Tutti i lettori del Timone, ne sono certo, metteranno tra i Preferiti, e creeranno un link sullo schermo del loro computer, per il sito www.labussolaquotidiana.it. Per i più zelanti, perché non fare de La Bussola la pagina iniziale? Contiamo su tutti gli amici, poi, per quel passaparola in cui hanno mostrato di essere dei veri maghi, quando una causa stava loro a cuore.
Per quanto mi riguarda: per il nuovo giornale web mi è stata proposta – ed ho accettato volentieri – la rubrica “Aperitivo”. Mi telefonerà, cioè, un redattore nella tarda mattinata, quando avrò finito la quotidiana lettura dei giornali, quelli di carta, e raccoglierà il mio sfogo del giorno. Sarà quel collega a dargli forma pubblicabile e lo proporrà ai lettori giusto verso l’ora dell’aperitivo per il pranzo.
Per coloro che non avessero letto l’editoriale del giorno dell’Immacolata in cui, non a caso, è apparso il primo numero de La Bussola, ne copio qui un paragrafo, anche come doverosa risposta ai molti che mi hanno chiesto informazioni sul mio ruolo in questa avventura, bella e impegnativa: «È doveroso precisare che il titolo un po’ altisonante di “direttore editoriale” che i colleghi (e amici) hanno voluto attribuirmi è – in tutti i giornali, ma soprattutto in questo – una sorta di titolo “onorifico”, senza impegni concreti o responsabilità dirette.

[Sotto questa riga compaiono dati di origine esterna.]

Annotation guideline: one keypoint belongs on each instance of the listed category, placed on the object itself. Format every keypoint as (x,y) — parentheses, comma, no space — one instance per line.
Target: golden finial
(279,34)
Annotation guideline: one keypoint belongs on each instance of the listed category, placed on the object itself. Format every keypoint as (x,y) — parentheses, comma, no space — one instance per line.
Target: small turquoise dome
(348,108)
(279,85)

Non a caso, in questo nostro gruppo di amici, non è ufficializzato in alcun documento e non prevede alcun emolumento. Io stesso ho voluto così, per manifestare quanto l’iniziativa mi stia a cuore e al contempo per lasciare libero campo agli eccellenti colleghi che lavoreranno qui giorno per giorno: il direttore responsabile Andrea Tornielli, il caporedattore Riccardo Cascioli e i redattori Marco Respinti e Antonio Giuliano. Cui si aggiunge quella schiera davvero notevole di collaboratori che i lettori già conoscono dalle pagine de il Timone, ma ai quali molti altri si aggiungeranno.
A tutti loro va il mio augurio migliore, la mia stima e anche la riconoscenza per un impegno che sarà al contempo appagante e gravoso».
Mi si lasci incollare qui anche le righe finali di quell’editoriale, righe nelle quali c’è il significato di questo lavoro, per noi che partecipiamo ai suoi inizi e che vorremmo seguirlo giorno dopo giorno: «Speriamo di avervi a bordo in questo viaggio. E che quel Cristo, nella cui Parola e nella cui Presenza crediamo, vegli perché sappiamo discernere e comunicare – pur da “servi inutili” – quella Verità senza la quale non c’è libertà. Anzi, non c’è alcuna possibilità di vita davvero umana».